The opinions about the disease information received at the time of diagnosis were highly segmented (Fig. 2). Overall, more than 50% of the caregivers surveyed felt that they were ‘very well’ or ‘fairly well informed’. The sources of information reported by patients and caregivers were the specialists at the centre (Inherited Metabolic Reference Centre), patient association, other parents/patients, and the internet. The level of satisfaction with the information provided was based on the time taken to refer to a specialist for diagnosis, and most importantly, the quality of announcement of diagnosis. Some caregivers felt upset about the announcement about life expectancy and reported it as evasive or cold ("Very harsh words”; “I was told that he would not live more than 5 years”). Moreover, the caregivers of patients with delayed diagnosis felt alone, had anxiety-provoking thoughts, lacked guidance and psychological support to prepare themselves for the reality of the disease. Currently, patients and their caregivers use words such as “missing enzyme” “lysosome” “waste accumulation” “degenerative or progressive” “genetic” “rare” to describe the disease, which indicates that they are now familiar with the disease.

Fig. 2.

Fig. 2

Level of information to the caregivers at the time of diagnosis

Levels of disability

The degree of disability varies considerably from patient to patient and the impact of severe cognitive impairment versus non-cognitive impairment forms on the lives of patients and caregivers was incomparable. To better understand the impact on life among these two forms, patients were classified into three groups as per their level of disability: Group A, Patients not able to answer the survey question because of a severe cognitive impairment (np = 8; 3 MPS I / 5 MPS II; mean age, 23 years); Group B, Patients able to answer the survey question with low or no cognitive impairment and high motor disability (np = 10; 6 MPS I / 3 MPS II / 1 MPS VI; mean age, 33 years); and Group C, Patients able to answer the survey question with low or no cognitive impairment and low motor disability (np = 7; 2 MPS I / 1 MPS II / 4 MPS VI; mean age, 31 years).

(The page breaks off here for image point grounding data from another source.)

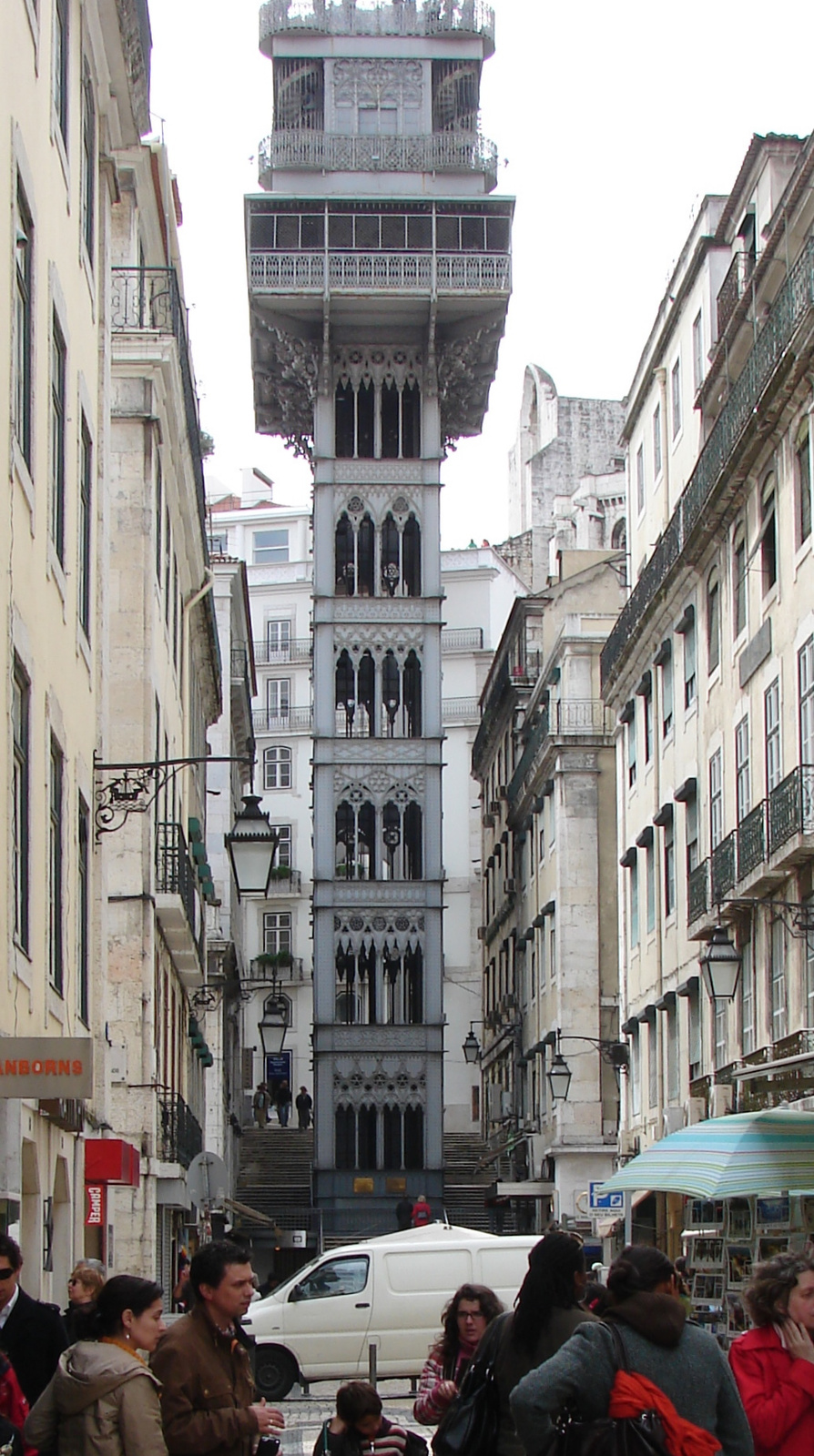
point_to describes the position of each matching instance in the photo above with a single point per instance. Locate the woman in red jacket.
(774, 1363)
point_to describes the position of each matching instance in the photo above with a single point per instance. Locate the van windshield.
(334, 1278)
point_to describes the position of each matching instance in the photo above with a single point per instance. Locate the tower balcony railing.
(378, 18)
(379, 273)
(325, 152)
(148, 300)
(733, 430)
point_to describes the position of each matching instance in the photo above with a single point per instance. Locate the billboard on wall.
(46, 1067)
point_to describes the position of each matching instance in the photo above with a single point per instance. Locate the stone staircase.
(464, 1184)
(276, 1172)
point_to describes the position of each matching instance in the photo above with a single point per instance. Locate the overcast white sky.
(614, 121)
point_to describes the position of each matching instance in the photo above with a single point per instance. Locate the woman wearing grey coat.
(683, 1360)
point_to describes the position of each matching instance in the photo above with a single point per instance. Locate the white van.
(386, 1292)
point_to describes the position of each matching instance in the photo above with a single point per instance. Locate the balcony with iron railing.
(408, 18)
(733, 288)
(731, 434)
(178, 905)
(276, 654)
(148, 302)
(179, 1132)
(411, 273)
(327, 152)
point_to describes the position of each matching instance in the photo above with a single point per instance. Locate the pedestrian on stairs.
(303, 1104)
(261, 1104)
(283, 1103)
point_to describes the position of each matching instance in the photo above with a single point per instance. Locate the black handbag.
(469, 1426)
(631, 1436)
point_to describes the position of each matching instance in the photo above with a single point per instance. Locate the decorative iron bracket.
(133, 788)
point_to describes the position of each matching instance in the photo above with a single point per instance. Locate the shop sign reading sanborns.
(46, 1067)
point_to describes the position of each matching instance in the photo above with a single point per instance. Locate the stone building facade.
(376, 320)
(708, 670)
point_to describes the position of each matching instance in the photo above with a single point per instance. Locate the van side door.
(327, 1317)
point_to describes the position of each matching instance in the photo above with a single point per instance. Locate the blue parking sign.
(605, 1201)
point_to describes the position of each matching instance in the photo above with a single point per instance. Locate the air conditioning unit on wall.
(719, 1101)
(695, 1110)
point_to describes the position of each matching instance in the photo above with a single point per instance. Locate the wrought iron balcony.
(379, 273)
(752, 841)
(298, 720)
(733, 288)
(791, 807)
(274, 654)
(179, 1132)
(175, 875)
(728, 434)
(148, 300)
(697, 892)
(723, 868)
(378, 18)
(327, 152)
(462, 640)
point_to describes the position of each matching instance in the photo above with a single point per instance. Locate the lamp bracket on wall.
(121, 790)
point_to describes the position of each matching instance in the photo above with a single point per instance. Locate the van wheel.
(276, 1372)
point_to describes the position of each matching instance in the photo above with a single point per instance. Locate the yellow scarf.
(111, 1340)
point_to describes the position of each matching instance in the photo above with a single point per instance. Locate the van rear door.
(327, 1317)
(411, 1293)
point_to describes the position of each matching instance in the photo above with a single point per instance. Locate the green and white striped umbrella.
(727, 1158)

These three groups were assessed for impact of disease on their daily lives based on a scale of 0 to 10 (Table 2). It was observed that the negative impact of the disease was the highest for caregivers in Group A (Table 2). The professional activity of patients was most significantly affected in Group B versus Group C (7.8 versus 1.0) (Table 2). Moreover, the use of different orthopaedic equipment, hearing aids, corneal transplant, and medications was almost similar between Groups A and B and least in Group C (Table 3).

Table 2.

Comparison of levels of disability, autonomy, and impact on lives between three groups

Patient characteristics Group A Group B Group C
Caregivers
(nc = 8)
Caregivers (nc = 9) Patients
(np = 10)
Caregivers (nc = 2) Patients* (np = 7)
Patient's disability (0 = no disability / 10 = severe disability)
Compared to all patients suffering from the disease 6.7 5.8 6.1 4 2.8 (2)
Compared to all young people of their age 8.8 8.3 7.8 7 5.5 (5)
Patient's autonomy (0 = fully autonomous / 10 = no autonomy at all)
Compared to all patients suffering from the disease 7.7 4.2 4.4 1 1.2 (0)
Compared to all young people of their age 8.5 7.1 6.4 3 1.4 (2)
Impact of disease (0 = no impact / 10 = heavy impact)
Family life 7.6 6.6 6 5 0.6 (0.5)
Professional life 4.7 5.4 7.8 5 1.0 (1.5)
Social life 6.1 4.2 5.9 4 2.8 (3.5)

nc Number of caregivers, np Number of patients

*Values in brackets represent the results from patients who were interviewed in pairs with their caregivers

Group A, Patients not able to answer the survey question because of a severe cognitive impairment (np = 8); Group B, Patients able to answer the survey question with low or no cognitive impairment and high motor disability (np = 10); and Group C, Patients able to answer the survey question with low or no cognitive impairment and low motor disability (np = 7)

Table 3.

Difference in use of equipment between three groups

Patient characteristics Group A (np = 8) Group B (np = 10) Group C (np = 7)
Use of Orthopaedic equipment
Manual wheelchair 5 3
Electric wheelchair 2 3
Walker 1 3
Canes, crutches 1 4
Shell wheelchair 2
Medical bed 2
Orthopaedic insoles 1 3 3
Splint 1 3
Brace 2
Hearing aids and corneal transplants
Hearing aids 5 4 2
Corneal transplant 2 3 1
Previous or current treatment
Painkillers 8 8 3
Antiepileptics 5 1 1
Neuroleptics 3 1
Antidepressants 2 5
Anxiolytics 4 4 1
Sleeping pills 2 2 2

np, Number of patients

Group A, Patients not able to answer the survey question because of a severe cognitive impairment (np = 8); Group B, Patients able to answer the survey question with low or no cognitive impairment and high motor disability (np = 10); and Group C, Patients able to answer the survey question with low or no cognitive impairment and low motor disability (np = 7)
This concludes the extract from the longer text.